Tuesday, November 13th 2001, 12:00 am
By: News On 6



Q. I've subscribed to a new cell phone plan after I let my previous one expire. I still have the phone, but am going to get a new plan from a different company. Can I just have my new phone reprogrammed? If not, what can I do with the old one?

A. Besides using it as a modern paperweight, your phone might still have some life left in it, but frankly, it depends.

Cell phones are essentially nothing more than very fancy radios with lots of gadgets built-in. Like radios, they use certain frequencies _ or spectrum _ to kick communications back and forth to other cellular phones and, of course, to traditional landline phones, too.

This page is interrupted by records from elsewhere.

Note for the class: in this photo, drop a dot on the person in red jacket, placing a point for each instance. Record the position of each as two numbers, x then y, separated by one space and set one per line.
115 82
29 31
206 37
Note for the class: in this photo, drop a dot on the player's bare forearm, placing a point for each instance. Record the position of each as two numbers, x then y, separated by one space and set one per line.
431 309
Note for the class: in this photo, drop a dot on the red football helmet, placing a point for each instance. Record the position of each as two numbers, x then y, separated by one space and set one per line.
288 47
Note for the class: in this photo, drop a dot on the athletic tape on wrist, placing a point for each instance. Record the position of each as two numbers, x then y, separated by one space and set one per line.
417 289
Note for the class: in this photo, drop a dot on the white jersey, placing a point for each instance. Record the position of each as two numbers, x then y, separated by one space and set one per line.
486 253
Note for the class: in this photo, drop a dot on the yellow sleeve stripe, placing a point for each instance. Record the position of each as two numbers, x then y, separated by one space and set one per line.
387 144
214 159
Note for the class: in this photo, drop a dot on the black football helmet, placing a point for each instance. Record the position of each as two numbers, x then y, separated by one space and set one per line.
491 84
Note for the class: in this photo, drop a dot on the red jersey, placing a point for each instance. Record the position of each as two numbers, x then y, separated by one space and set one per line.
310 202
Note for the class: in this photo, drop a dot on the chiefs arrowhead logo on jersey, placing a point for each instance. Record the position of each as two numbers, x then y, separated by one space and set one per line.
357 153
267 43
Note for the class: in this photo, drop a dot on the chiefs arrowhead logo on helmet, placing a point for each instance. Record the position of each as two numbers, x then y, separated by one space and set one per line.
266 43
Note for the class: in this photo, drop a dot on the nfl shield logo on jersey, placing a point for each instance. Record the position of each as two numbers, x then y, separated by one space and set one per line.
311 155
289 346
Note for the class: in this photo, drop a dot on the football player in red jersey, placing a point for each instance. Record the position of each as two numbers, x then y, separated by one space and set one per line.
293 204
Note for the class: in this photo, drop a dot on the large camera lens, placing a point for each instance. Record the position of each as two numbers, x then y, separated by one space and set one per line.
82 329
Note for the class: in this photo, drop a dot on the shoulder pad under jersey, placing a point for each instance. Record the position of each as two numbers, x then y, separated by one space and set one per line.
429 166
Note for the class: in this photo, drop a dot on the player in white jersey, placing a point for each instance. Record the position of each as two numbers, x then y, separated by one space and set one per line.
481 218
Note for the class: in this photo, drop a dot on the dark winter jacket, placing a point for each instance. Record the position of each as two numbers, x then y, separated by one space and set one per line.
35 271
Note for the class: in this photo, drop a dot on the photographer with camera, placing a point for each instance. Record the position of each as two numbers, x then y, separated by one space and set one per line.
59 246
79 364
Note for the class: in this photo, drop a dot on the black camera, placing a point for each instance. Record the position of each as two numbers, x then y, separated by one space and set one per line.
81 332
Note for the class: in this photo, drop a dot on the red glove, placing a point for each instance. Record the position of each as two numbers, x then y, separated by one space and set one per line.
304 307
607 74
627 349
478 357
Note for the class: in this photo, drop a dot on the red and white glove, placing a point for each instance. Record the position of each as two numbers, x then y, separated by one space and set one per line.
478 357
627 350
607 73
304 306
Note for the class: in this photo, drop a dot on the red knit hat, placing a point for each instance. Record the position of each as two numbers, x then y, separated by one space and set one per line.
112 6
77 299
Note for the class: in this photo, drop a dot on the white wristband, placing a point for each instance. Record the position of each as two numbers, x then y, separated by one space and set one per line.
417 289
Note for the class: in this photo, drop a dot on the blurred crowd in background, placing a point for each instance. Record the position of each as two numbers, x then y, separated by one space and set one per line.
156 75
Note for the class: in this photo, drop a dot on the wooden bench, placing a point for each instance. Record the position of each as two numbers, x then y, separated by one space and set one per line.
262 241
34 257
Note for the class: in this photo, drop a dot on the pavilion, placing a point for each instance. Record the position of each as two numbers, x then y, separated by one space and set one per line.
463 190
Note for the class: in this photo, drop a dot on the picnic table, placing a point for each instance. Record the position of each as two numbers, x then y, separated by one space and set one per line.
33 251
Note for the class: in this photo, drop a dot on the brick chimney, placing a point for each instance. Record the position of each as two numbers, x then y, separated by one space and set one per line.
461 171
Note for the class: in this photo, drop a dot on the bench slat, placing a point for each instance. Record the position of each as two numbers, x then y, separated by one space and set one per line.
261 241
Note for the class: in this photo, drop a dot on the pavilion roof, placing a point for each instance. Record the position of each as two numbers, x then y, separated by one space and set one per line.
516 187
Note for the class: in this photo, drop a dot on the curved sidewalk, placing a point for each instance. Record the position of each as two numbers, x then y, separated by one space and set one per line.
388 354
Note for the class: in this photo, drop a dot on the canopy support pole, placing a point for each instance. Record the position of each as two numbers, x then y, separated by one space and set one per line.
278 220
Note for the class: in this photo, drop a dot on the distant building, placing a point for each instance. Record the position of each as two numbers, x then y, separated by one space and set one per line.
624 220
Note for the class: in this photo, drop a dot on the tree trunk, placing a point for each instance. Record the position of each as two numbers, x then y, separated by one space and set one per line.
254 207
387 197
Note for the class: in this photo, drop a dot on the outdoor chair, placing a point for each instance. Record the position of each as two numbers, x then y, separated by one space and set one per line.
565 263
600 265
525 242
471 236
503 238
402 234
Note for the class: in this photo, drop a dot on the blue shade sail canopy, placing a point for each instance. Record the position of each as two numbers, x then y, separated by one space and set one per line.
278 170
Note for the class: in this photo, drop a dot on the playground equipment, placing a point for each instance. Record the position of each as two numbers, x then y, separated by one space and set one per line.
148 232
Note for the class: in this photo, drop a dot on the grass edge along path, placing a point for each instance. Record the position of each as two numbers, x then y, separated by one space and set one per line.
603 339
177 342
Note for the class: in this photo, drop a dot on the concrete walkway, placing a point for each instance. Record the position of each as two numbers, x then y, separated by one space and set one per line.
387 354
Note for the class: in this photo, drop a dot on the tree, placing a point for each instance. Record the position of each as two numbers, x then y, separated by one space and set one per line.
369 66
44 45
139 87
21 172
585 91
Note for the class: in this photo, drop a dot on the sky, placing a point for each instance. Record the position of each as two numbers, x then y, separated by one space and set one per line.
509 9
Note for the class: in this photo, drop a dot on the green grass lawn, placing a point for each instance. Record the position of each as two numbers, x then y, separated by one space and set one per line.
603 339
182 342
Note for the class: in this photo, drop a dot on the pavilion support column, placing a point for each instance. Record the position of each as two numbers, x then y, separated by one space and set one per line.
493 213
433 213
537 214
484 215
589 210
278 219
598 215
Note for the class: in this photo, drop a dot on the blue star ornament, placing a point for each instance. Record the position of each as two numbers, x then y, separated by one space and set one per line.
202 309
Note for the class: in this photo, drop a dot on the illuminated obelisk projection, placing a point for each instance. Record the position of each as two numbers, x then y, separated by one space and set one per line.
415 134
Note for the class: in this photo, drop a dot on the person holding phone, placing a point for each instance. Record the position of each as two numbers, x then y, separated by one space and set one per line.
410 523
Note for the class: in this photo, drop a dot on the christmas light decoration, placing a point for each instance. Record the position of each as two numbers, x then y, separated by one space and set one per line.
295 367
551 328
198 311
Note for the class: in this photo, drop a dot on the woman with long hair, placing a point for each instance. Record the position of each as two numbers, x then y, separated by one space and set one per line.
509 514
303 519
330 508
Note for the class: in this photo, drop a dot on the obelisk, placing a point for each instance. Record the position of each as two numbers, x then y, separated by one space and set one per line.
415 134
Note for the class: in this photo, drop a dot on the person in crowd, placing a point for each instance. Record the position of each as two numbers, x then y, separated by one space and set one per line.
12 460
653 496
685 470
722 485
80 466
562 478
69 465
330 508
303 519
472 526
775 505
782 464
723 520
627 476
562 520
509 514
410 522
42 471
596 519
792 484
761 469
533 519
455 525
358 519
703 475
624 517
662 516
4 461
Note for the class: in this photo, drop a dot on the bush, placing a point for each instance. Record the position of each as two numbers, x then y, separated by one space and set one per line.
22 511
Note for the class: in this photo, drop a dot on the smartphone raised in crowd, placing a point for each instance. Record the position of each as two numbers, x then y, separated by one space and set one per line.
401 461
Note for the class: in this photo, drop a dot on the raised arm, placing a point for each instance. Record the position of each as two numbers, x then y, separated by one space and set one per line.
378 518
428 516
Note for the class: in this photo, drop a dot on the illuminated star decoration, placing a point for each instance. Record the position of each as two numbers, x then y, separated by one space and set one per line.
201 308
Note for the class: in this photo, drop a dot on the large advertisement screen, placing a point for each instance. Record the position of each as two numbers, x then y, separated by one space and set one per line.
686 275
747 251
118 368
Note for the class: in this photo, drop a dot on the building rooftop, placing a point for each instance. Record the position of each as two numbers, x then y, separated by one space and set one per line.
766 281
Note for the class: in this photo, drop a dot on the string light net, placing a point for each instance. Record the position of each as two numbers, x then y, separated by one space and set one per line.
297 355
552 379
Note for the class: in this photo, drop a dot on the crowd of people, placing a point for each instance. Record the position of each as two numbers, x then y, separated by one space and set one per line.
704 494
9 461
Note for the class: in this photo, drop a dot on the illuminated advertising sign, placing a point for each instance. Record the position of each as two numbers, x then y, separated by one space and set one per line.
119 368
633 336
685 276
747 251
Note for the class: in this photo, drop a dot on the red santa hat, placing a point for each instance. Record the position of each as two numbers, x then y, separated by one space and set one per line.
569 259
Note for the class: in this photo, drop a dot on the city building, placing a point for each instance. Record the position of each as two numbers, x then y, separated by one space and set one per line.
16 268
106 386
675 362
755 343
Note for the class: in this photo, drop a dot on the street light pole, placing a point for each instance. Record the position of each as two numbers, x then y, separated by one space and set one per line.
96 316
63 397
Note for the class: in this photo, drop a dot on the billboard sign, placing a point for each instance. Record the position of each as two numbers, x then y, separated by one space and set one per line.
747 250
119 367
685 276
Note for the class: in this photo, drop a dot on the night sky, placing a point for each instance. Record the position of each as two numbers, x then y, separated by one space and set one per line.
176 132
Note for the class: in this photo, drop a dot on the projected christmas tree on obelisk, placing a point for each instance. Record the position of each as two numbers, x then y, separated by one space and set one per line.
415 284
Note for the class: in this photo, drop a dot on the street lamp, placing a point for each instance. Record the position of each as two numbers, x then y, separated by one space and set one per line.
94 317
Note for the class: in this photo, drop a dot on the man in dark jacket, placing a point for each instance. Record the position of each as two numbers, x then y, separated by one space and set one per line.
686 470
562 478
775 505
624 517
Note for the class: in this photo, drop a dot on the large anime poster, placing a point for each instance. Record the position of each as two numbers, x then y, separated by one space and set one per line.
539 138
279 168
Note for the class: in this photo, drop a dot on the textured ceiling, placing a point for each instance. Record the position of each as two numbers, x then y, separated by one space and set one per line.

But the difference between one phone and the next, as well as the company that offers the service, hinges first on the type of technology that company uses to let its phones communicate.

There are three major technologies _ CDMA, TDMA and GSM _ that cell companies use to power their networks. If you've just wrapped up a yearlong plan from one company and the phone you've got is CDMA-compliant, chances are you could have it reprogrammed on another provider's network if it uses CDMA. The same applies to phones and companies that use the TDMA or GSM networks.

However, if you've got a phone that's for GSM use only, say an Ericsson T28, it's not going to work on a CMDA network. Similarly, a Nokia you got when you signed up for service with Verizon Wireless may not be compatible with the services offered by Cingular.

There's another variable _ each provider has its own rules and regulations.

According to Sprint PCS's Nancy Sherrer, ``For security and quality, Sprint PCS only allows those devices that it has tested and approved on its network. So, a customer leaving a competitor and activating Sprint PCS service could not reprogram the existing phone.''

Even though it may appear that similar carriers _ whether it's Verizon or VoiceStream or Cingular or AT&T Wireless _ have near similar technology or even have the same phones, that doesn't mean they're compatible.

There's usually a slight difference in each model, although they might be made by the same manufacturer, that is proprietary to the cellular company in question.

But in the competitive world of cellular service, it's easy just to get an entirely new phone when you sign up with a new plan. The providers usually offer inexpensive _ or even free _ phones, with an array of options and choices. Given the advances in technology, a new cell phone will also give you more features from the voice mail to caller ID, to Internet-browsing and instant message, something your older phone may not have.

If keeping the old Qualcomm is absolutely paramount, then call the provider you're thinking about signing up with and ask them, or take it to a cellular store and ask them to see if it can be programmed into their network.